Cette opinion, qui se déduit d’une manière forcée des principes posés au Timée, est en formelle contradiction avec la Physique d’Aristote ; car, selon cette Physique, à un corps simple convient un seul mouvement naturel, toujours circulaire, toujours centripète ou toujours centrifuge. Or, Oresme admet pleinement l’opinion platonicienne ; il l’expose avec soin et il se plaît à faire ressortir l’opposition qu’elle offre à la théorie péripatéticienne du mouvement naturel.

Le Doyen du chapitre de Rouen s’exprime en ces termes[1] :

« Posé par ymagination que un tuel ou canal de cuivre ou d’autre matière soit si long que, du centre de la terre, il ataigne iusques à la fin de la région des élémens, ce est iusques au ciel.

» Je dis que se ce tuel estoit plain de feu, fors un petit de aer qui fust par dessus tout au bout de hault, cest aer descendroit iusques au centre de la terre, car tousjours le moins légier descent soubs le plus légier.

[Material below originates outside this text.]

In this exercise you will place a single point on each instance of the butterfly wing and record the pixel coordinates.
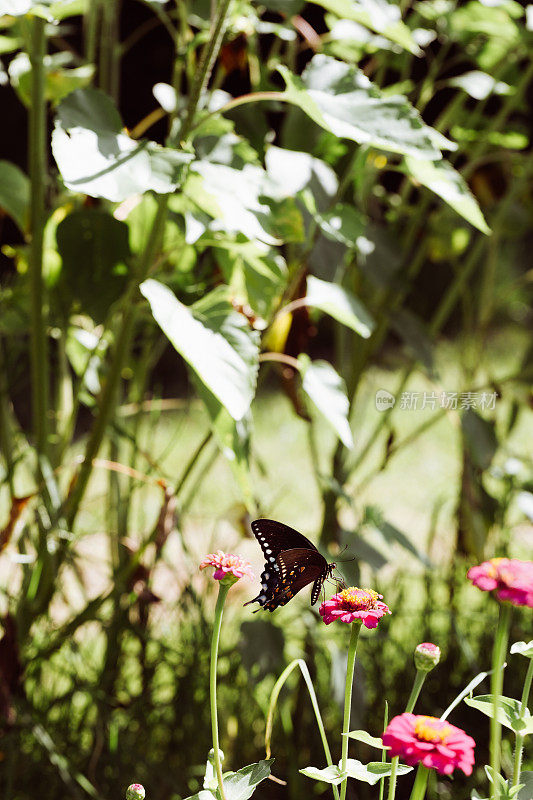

» Et se cest tuel estoit plain d’eaue fors que cest tantet de aer fust près du centre, cet aer monteroit iusques au ciel, car tous jours monte aer en eaue naturelment. Et par ce appert que aer puet naturelment descendre et monter par le semi-dyamètre de l’espère des élémens. Et ces deux mouvemens sont simples et contraires, et doncques un simple corps est mouvable naturelment par deux simples mouvemens et contraires.

« Je respons que, par adventure, l’en pourroit dire que le mouvement de cest tantet de aer, ou cas dessus mis, en descendant est naturel siques à tant que cest aer soit en droit la région où est le lieu naturel de aer.

» Et après ce, cest aer descent encor en bas par violence pour ce que le feu, qui est plus légier, le foule et le met dessoubs soy, et ainsi ceste descendue est partie naturele et partie violence.

» Semblablement, le mouvement de cest aer en montant en l’eaue est naturel iusques à tant que il monte du centre de la terre iusques à la région de l’aer, là où est son lieu naturel.

  1. Nicole Oresme, Traité du Ciel et du Monde, livre I, ch. IV ; ms. cit., fol. 5, col. d.